Purified proteins using CHAPS/Urea method for running 2D-DIGE (compatible buffer).
Need to quantitate using Bradford so final concentration of sample is 50ug/10ul.
HOWEVER, when I diluted my stock sample in water (as per the 2D-DIGE experts advice - they like to quantitate in water) to do the Bradford assay, it didn't appear to solublize well (got a clearish pellet in the bottom of the tube) and when I did the Bradford assay I got a protein concentration reading of say 10 ug/ul.
SO, I tried diluting my stock sample in PBS, and it appeared to dissolve much better, there was no precipitation or pellet in the tube, but I only got 1/2 the concentration (say 5ug/ul) of the EXACT same amount of sample.

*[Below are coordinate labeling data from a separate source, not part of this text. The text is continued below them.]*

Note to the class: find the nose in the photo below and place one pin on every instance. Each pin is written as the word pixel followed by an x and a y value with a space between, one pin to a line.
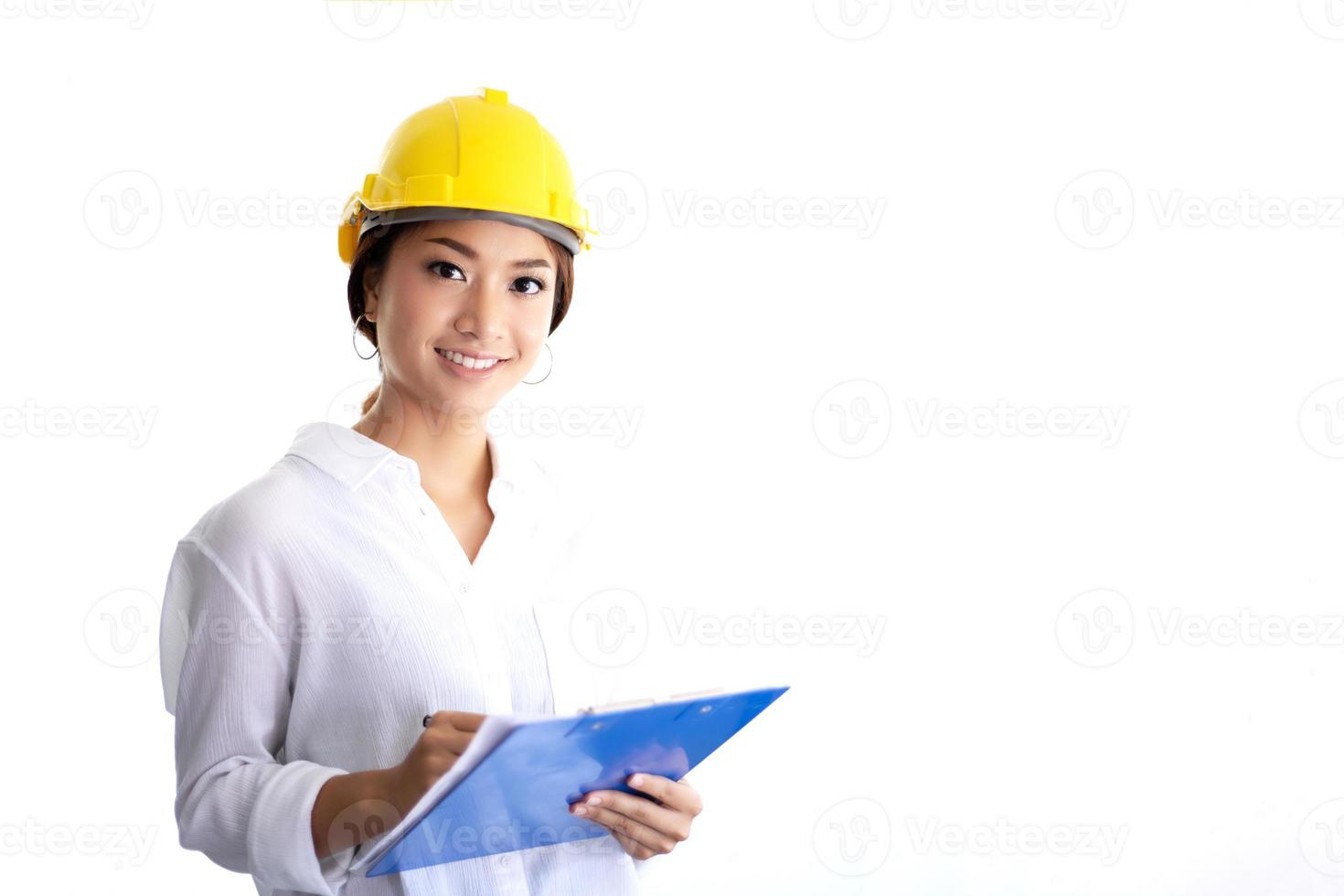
pixel 481 314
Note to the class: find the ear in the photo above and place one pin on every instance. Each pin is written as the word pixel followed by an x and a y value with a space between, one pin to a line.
pixel 371 294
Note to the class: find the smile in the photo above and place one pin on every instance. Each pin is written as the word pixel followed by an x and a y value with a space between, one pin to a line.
pixel 469 367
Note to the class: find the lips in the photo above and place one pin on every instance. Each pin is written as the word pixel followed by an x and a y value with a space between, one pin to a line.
pixel 463 369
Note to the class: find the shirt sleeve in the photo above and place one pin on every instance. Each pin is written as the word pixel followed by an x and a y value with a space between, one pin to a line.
pixel 228 680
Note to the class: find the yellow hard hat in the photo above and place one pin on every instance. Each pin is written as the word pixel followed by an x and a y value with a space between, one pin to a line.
pixel 471 157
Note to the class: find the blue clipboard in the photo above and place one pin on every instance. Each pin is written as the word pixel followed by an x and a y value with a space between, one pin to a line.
pixel 517 797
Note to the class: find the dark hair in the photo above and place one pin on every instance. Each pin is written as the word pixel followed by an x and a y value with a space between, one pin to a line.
pixel 375 248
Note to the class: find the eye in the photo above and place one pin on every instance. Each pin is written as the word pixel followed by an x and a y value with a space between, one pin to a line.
pixel 537 285
pixel 434 268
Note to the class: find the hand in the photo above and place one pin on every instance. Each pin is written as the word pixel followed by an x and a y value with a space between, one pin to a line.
pixel 434 752
pixel 644 827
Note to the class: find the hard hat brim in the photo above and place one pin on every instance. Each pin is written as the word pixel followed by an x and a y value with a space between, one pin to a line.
pixel 557 231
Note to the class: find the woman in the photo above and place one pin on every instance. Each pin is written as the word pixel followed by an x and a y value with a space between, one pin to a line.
pixel 335 630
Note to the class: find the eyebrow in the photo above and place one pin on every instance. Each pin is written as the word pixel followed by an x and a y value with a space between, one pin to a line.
pixel 471 252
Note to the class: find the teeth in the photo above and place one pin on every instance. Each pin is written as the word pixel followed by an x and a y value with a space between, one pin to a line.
pixel 469 363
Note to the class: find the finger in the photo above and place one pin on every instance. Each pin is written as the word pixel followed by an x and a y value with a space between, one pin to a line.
pixel 675 795
pixel 620 824
pixel 449 741
pixel 663 824
pixel 632 847
pixel 456 719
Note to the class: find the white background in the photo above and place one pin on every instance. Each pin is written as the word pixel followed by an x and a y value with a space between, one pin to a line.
pixel 1120 640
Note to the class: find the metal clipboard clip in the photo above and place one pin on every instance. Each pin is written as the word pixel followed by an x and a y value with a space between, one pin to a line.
pixel 651 701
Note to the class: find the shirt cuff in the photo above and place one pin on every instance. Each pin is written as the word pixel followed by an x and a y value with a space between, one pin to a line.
pixel 280 833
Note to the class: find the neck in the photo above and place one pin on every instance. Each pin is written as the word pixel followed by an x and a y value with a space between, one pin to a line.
pixel 449 448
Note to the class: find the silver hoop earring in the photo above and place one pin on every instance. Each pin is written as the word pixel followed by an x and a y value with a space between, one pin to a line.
pixel 357 332
pixel 548 346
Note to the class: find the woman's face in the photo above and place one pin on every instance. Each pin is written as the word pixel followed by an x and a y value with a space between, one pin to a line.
pixel 484 289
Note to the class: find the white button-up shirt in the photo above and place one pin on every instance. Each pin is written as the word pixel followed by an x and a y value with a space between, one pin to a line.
pixel 312 620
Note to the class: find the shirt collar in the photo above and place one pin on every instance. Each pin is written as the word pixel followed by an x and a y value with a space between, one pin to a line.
pixel 352 458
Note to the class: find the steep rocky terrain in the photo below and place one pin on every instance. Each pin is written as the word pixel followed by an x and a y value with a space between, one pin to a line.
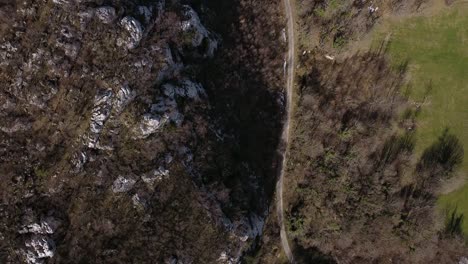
pixel 125 137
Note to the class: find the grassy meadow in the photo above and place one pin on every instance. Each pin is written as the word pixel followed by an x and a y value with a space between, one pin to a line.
pixel 436 49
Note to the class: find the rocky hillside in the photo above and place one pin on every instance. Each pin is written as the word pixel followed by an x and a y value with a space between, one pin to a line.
pixel 120 143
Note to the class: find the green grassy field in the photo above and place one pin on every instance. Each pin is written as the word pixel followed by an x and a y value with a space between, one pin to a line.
pixel 437 49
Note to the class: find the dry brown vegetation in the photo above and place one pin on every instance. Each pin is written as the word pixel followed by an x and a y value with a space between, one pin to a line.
pixel 332 24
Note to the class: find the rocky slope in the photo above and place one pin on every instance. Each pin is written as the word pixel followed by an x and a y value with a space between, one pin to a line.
pixel 107 135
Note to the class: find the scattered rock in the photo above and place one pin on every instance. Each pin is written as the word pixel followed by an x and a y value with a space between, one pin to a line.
pixel 146 13
pixel 151 124
pixel 106 14
pixel 122 184
pixel 38 248
pixel 45 226
pixel 155 176
pixel 193 25
pixel 124 96
pixel 101 112
pixel 134 31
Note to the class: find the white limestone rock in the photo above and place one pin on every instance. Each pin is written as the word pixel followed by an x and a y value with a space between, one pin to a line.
pixel 62 2
pixel 155 176
pixel 134 33
pixel 46 226
pixel 85 17
pixel 38 248
pixel 124 96
pixel 122 184
pixel 146 13
pixel 151 124
pixel 106 14
pixel 101 112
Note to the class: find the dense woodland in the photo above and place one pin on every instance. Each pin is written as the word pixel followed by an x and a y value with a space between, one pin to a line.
pixel 357 192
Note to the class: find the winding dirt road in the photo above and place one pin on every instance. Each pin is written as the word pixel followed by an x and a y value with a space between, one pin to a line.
pixel 290 67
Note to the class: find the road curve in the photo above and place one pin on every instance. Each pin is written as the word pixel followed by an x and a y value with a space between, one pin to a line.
pixel 290 67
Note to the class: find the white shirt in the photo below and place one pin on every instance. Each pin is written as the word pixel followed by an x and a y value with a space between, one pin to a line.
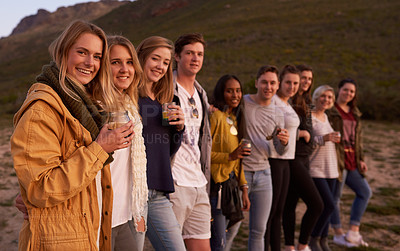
pixel 323 161
pixel 261 121
pixel 186 169
pixel 121 176
pixel 292 123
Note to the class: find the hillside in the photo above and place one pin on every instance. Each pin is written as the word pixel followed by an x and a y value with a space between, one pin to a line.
pixel 343 38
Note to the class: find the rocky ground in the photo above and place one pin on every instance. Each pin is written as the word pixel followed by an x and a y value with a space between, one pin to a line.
pixel 380 224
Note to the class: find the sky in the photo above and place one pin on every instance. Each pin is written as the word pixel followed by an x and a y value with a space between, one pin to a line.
pixel 12 11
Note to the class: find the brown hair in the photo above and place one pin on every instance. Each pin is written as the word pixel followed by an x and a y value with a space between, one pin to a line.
pixel 190 38
pixel 321 90
pixel 163 89
pixel 267 68
pixel 301 102
pixel 353 102
pixel 132 90
pixel 286 70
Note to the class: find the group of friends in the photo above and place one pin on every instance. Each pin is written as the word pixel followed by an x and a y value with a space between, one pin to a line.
pixel 88 185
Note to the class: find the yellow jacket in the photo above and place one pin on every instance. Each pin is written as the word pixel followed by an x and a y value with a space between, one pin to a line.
pixel 223 143
pixel 56 162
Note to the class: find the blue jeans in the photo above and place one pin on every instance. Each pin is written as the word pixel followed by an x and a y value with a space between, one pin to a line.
pixel 356 182
pixel 163 229
pixel 260 195
pixel 221 238
pixel 326 189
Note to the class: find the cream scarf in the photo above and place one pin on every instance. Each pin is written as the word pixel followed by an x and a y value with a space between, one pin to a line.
pixel 139 163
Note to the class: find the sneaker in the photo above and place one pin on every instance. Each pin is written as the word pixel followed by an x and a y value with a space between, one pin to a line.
pixel 355 238
pixel 340 240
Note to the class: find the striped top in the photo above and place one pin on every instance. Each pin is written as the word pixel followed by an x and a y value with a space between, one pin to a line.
pixel 323 161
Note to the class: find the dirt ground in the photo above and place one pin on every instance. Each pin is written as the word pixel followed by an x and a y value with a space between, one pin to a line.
pixel 380 225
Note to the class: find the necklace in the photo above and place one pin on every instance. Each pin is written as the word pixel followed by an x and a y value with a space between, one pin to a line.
pixel 230 122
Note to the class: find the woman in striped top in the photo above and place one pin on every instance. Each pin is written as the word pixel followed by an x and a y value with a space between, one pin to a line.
pixel 323 163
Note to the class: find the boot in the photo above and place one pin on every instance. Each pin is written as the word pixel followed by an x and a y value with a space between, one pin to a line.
pixel 324 244
pixel 314 243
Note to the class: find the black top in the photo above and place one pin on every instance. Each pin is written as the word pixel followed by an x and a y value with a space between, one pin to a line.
pixel 302 147
pixel 161 142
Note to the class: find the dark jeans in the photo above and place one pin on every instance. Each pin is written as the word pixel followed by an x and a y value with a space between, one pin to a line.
pixel 280 174
pixel 301 186
pixel 326 189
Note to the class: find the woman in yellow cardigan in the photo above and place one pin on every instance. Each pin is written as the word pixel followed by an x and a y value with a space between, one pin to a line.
pixel 225 163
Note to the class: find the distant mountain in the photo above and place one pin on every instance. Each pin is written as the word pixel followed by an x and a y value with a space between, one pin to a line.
pixel 358 39
pixel 63 15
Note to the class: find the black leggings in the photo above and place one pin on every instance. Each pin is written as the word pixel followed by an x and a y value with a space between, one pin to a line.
pixel 280 175
pixel 301 186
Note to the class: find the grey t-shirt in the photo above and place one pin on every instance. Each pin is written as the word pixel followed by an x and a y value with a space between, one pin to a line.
pixel 261 122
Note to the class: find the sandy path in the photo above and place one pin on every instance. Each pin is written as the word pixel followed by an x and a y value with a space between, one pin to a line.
pixel 382 147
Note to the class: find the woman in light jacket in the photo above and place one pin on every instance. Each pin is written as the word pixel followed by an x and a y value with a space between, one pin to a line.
pixel 59 145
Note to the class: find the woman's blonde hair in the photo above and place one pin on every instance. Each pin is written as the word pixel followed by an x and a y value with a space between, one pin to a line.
pixel 163 89
pixel 132 90
pixel 321 90
pixel 101 87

I must have a final concentration of 50ug/10ul for the DIGE reaction to work properly. If I base my dilution on the readout from dissolving in the protein in water does this result in a 2-fold OVERestimate? Or if I base my dilution on the readout from dissolving the protien PBS does this result in a 2-fold UNDERestimate?
Do I go with the water or the PBS reading?
The PBS versus water does not affect the standard curve nor the Bradford dye.
It's just what stays soluble in my sample when i try to dilute it for the Bradford assay.
What would you do?
Has anyone encountered this?
Oh - and if there is TOO MUCH protein in the final sample for DIGE, it will preferentially label the OVERabunant protiens and I won't get good results. If there is TOO LITTLE protein in the final sample for DIGE, the labelling reaction will not proceed well. Therefore, I really need the right range of protein!
Edited by Labscience, 10 November 2009 - 11:35 AM.